Criterion | Strength of evidence* | Argument for fulfilment | Supporting citations |
---|---|---|---|
Strength | ++ | Consistent associations have been observed between age at menarche, regular cycles, and heavy menstrual flow, i.e. indicators of pelvic exposure to refluxed endometrium, and endometriosis | Cramer et al. (1986), Darrow et al. (1993), Parazzini et al. (1995, 2017), Vercellini et al. (1997), Missmer and Cramer (2003), Missmer et al. (2004), Viganò et al. (2004), Treloar et al. (2010), Nnoaham et al. (2012), Hoppenbrouwers et al. (2016), Shafrir et al. (2018), and Lu et al. (2023). |
Consistency | ++ | The above associations have been observed by independent groups in different countries | Missmer and Cramer (2003), Missmer et al. (2004), Viganò et al. (2004), Nnoaham et al. (2012), Hoppenbrouwers et al. (2016), Parazzini et al. (2017), Shafrir et al. (2018), and Lu et al. (2023). |
Specificity | ++ | Although exceptions have been described, in the vast majority of cases adenomyosis and endometriosis develop and progress in menstruators.
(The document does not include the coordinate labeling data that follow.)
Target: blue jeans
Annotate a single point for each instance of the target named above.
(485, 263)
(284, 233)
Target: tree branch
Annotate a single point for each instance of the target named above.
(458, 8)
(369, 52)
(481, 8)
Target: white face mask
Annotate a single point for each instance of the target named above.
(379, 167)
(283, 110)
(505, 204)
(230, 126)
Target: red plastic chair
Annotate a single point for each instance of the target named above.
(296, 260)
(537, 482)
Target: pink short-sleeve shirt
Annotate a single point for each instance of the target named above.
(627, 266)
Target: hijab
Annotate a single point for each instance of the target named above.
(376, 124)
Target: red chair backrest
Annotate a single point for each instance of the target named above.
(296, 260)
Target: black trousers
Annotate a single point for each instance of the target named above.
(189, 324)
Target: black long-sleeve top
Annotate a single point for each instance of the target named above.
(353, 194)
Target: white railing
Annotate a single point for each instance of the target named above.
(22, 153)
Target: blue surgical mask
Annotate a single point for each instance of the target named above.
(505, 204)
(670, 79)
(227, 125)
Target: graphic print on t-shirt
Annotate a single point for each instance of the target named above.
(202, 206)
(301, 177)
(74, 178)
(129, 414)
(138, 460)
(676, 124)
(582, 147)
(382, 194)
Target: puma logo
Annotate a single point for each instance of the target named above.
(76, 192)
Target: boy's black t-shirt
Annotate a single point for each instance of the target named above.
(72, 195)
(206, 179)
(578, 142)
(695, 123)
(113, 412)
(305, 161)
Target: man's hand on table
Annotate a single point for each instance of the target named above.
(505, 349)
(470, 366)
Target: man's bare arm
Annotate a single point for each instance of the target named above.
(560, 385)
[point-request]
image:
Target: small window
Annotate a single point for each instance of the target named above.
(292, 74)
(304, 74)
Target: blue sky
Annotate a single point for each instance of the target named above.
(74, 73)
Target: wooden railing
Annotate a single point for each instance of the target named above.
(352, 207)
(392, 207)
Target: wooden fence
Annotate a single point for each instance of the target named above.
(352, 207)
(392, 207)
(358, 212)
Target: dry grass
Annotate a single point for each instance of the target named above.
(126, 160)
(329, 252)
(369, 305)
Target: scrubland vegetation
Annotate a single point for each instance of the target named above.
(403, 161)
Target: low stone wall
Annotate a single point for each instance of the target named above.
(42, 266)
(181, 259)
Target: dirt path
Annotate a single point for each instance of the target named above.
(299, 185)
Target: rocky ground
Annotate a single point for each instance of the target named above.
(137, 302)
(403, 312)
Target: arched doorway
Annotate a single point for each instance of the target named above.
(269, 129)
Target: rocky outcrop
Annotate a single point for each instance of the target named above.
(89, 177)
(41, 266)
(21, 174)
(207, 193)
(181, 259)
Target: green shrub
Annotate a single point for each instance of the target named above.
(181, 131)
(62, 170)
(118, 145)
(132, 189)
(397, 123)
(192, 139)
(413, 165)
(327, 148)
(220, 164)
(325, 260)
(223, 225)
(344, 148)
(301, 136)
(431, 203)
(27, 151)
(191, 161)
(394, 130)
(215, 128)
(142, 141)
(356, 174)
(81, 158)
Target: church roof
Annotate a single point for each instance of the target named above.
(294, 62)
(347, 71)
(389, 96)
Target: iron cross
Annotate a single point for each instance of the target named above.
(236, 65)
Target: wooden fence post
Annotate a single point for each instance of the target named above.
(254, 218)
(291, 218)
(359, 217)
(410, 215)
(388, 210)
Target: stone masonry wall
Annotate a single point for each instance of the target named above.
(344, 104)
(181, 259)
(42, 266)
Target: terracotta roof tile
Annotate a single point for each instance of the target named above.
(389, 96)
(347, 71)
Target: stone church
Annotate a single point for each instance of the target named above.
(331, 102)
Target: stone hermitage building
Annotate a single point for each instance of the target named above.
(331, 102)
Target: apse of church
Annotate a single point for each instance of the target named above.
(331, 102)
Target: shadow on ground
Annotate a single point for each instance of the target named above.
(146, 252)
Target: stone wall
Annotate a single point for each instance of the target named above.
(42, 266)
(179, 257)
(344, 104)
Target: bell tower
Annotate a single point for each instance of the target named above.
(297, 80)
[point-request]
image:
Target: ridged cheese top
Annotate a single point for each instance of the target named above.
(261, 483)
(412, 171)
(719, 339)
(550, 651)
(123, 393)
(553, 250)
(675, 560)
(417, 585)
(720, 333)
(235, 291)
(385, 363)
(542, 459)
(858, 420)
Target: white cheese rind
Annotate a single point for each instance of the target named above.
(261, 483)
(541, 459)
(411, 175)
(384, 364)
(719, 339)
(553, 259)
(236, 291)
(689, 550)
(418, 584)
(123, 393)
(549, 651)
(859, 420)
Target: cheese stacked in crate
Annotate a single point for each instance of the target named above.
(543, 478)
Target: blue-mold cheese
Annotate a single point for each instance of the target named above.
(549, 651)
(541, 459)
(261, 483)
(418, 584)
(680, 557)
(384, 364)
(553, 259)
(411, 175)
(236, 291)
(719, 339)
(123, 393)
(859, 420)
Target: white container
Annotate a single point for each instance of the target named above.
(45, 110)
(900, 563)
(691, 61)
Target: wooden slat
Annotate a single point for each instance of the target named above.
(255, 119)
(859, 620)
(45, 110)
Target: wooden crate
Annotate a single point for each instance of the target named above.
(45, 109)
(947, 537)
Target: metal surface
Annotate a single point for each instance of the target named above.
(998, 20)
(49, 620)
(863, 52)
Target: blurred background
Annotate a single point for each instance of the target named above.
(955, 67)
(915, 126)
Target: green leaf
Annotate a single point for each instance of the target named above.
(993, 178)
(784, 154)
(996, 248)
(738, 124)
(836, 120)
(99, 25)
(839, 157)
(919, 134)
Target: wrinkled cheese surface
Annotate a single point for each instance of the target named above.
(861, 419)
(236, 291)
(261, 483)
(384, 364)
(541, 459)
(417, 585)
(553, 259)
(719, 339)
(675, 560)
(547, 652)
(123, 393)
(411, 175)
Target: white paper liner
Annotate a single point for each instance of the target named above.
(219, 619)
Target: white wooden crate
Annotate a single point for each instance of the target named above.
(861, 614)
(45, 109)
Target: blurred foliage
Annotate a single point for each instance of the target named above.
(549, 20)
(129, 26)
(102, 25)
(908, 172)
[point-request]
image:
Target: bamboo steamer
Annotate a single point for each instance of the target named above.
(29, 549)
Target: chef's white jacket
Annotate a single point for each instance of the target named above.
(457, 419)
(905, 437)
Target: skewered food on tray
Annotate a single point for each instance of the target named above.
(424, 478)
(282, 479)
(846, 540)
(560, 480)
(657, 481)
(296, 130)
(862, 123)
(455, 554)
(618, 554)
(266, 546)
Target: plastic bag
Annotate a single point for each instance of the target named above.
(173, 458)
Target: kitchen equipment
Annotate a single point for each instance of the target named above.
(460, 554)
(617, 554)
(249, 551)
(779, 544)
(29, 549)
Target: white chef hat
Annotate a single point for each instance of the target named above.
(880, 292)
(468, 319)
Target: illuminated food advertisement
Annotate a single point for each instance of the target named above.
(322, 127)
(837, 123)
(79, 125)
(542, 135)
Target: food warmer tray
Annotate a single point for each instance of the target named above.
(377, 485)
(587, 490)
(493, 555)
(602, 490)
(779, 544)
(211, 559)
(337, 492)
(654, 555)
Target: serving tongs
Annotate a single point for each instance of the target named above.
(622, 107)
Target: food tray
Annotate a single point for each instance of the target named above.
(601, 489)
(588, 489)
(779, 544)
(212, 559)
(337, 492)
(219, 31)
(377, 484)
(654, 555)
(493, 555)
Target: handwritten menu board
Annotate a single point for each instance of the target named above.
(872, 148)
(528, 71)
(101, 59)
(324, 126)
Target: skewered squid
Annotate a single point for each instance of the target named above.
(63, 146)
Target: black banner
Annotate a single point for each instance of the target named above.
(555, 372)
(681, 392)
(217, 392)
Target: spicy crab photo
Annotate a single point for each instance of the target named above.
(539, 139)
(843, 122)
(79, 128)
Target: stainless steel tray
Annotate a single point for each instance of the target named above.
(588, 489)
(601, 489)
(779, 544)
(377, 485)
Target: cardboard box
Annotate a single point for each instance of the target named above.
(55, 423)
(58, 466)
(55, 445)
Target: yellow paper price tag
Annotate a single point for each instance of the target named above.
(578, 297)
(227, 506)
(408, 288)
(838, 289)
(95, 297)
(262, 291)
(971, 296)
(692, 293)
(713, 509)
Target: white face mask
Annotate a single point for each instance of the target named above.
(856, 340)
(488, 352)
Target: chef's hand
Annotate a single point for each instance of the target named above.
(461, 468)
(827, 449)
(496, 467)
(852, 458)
The distribution of endometriotic lesions is consistent with the dissemination of refluxed endometrial glands according to anatomical and physiological determinants | Vercellini et al. (1998, 2007, 2014), Missmer and Cramer (2003), Viganò et al. (2004), Parazzini et al. (2017, 2020), and Shafrir et al. (2018). |
Temporality | +++ | Excluding anecdotal cases, adenomyosis and endometriosis are diagnosed after a variable number of years of repetitive ovulatory menstruations | Missmer and Cramer (2003), Missmer et al. (2004), Parazzini et al. (2017), Shafrir et al. (2018), Zondervan et al. (2018, 2020), Bulun et al. (2019, 2021, 2023), Guo (2020, 2023), Wang et al. (2020), Koninckx et al. (2021b), Taylor et al. (2021), Horne and Missmer (2022), and Kobayashi (2023a). |
Biological gradient | ++ | A dose–response relationship has been observed between the number of ovulatory menses and the amount of menstrual flow and the risk of endometriosis | Darrow et al. (1993), Vercellini et al. (1997), Missmer and Cramer (2003), Missmer et al. (2004), Viganò et al. (2004), Matalliotakis et al. (2008), and Parazzini et al. (2017). |
Plausibility | +++ | An large amount of data supports the mechanistic role of reiterative ovulatory menstruation in the pathogenesis of both adenomyosis and endometriosis | Zondervan et al. (2018, 2020), Bulun et al. (2019, 2021, 2023), Guo (2020, 2023), Wang et al. (2020), Koninckx et al. (2021b), Taylor et al. (2021), Horne and Missmer (2022), and Kobayashi (2023a). |
Coherence | ++ | Epidemiological observations are consistent with several laboratory studies | Greaves et al. (2014), Shen et al. (2016), Zhang et al. (2017), Kusama et al. (2021), and Cordeiro et al., (2022). |
Experiment | + | Experimental evidence exists for the validity of pelvic iron overload and secondary oxidative stress as determinants of chronic inflammation and fibrosis. No randomized, controlled trials have been conducted on the effect of early menstrual suppression and risk of endometriosis and adenomyosis | Van Langendonckt et al. (2002a,b), Lousse et al. (2009, 2012), Donnez et al. (2016), Ng et al. (2020), Ansariniya et al. (2022), Kobayashi (2023b), and Wyatt et al. (2023). |
Analogy | ++ |
|
Macmahon et al. (1982), Vihko and Apter (1984), Viganò et al. (2004), Vercellini et al. (2006, 2011), Seidman (2013), Lattuada et al. (2015), Huang et al. (2016), Uberti et al. (2016), Farland et al. (2017b), Rockfield et al. (2019), Chhabra et al. (2021), and Bieuville et al. (2023). |
* Strength of evidence: + weak; ++ moderate; +++ strong.